Rechtbank Zeeland-West-Brabant, 18 december 2019
Het vervallen van de oude keuzeregeling en de introductie van de kwalificerende buitenlandse belastingplicht is voor velen een achteruitgang geweest. Met name de eis dat -om recht te kunnen hebben op Nederlandse aftrekposten (hypotheekrenteaftrek)- ten minste 90% van het totale inkomen belast moet zijn in Nederland, blijkt in de praktijk regelmatig een lastige hobbel te zijn.
Deze belastingplichtige woonde in België en is getrouwd. Zij verdient haar salaris in Nederland en hij in België. Zij zou graag de volledige hypotheekrente in aftrek brengen op haar inkomen. Zij loopt echter onder de nieuwe regeling tegen het probleem aan dat zij wel, maar hij niet ten minste 90% van het inkomen belast heeft in Nederland. Daarmee komt de helft van de hypotheekrenteaftrek door de genoemde wetswijziging in één keer te vervallen.

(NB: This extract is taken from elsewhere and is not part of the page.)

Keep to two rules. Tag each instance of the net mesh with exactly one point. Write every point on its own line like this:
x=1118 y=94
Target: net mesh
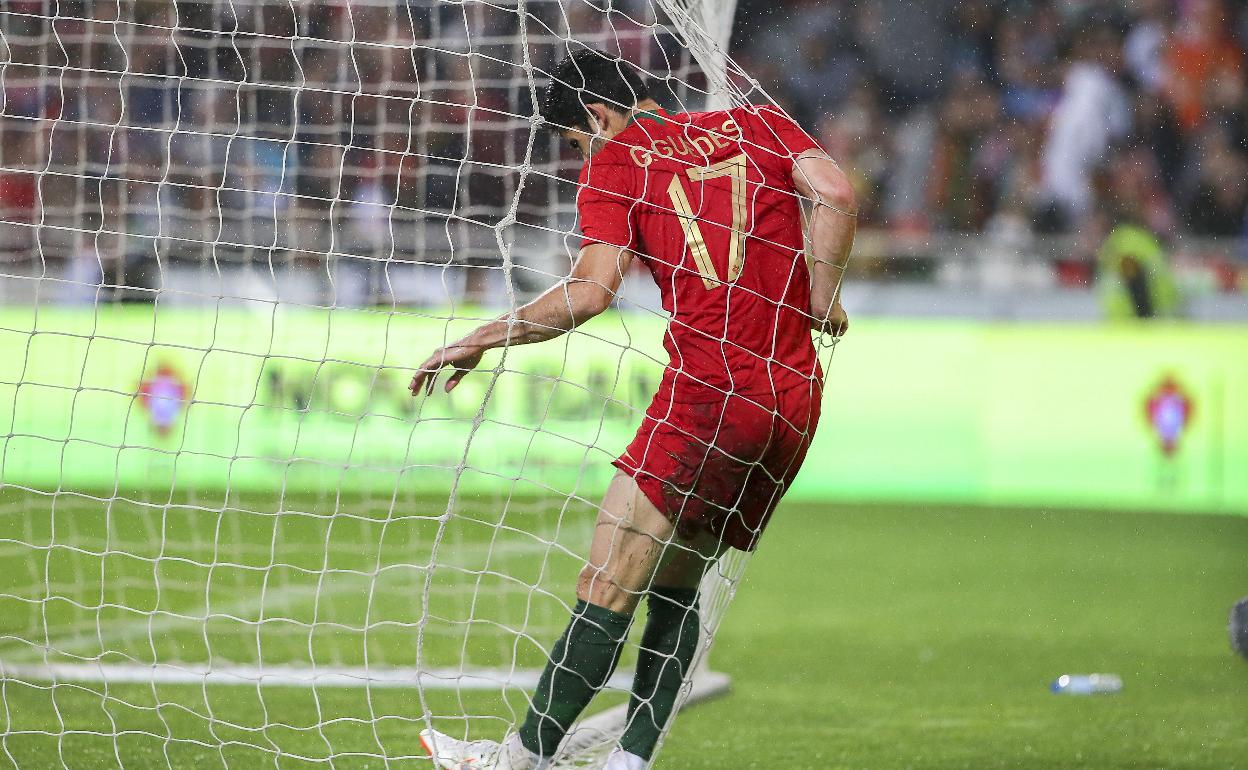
x=227 y=536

Een ontsnappingsmogelijk kan er nog zijn op het moment dat ze samen ook voldoen aan de 90%-eis. Dat is hier echter niet het geval omdat hij werkt in België. In zo’n situatie wordt het bijna onmogelijk om samen de 90%-eis te halen.
De Rechtbank sluit zich aan bij de wet en daarmee bij het standpunt van de inspecteur. Het argument dat er in België geen gelijkaardige regeling is als de hypotheekrenteaftrek vindt ook geen gehoor. Juist doordat de man in België zijn inkomen verdient, is hij in staat om zijn persoonlijke aftrekposten en tegemoetkomingen daar te genieten. Dat België daarin niet precies dezelfde mogelijkheden geeft als Nederland is een verschil in wetgeving, waarvoor Nederland geen oplossing hoeft te bieden, ook niet op grond van Europees recht.
De belastingplichtige kan dus slechts haar helft van de hypotheekrente aftrekken.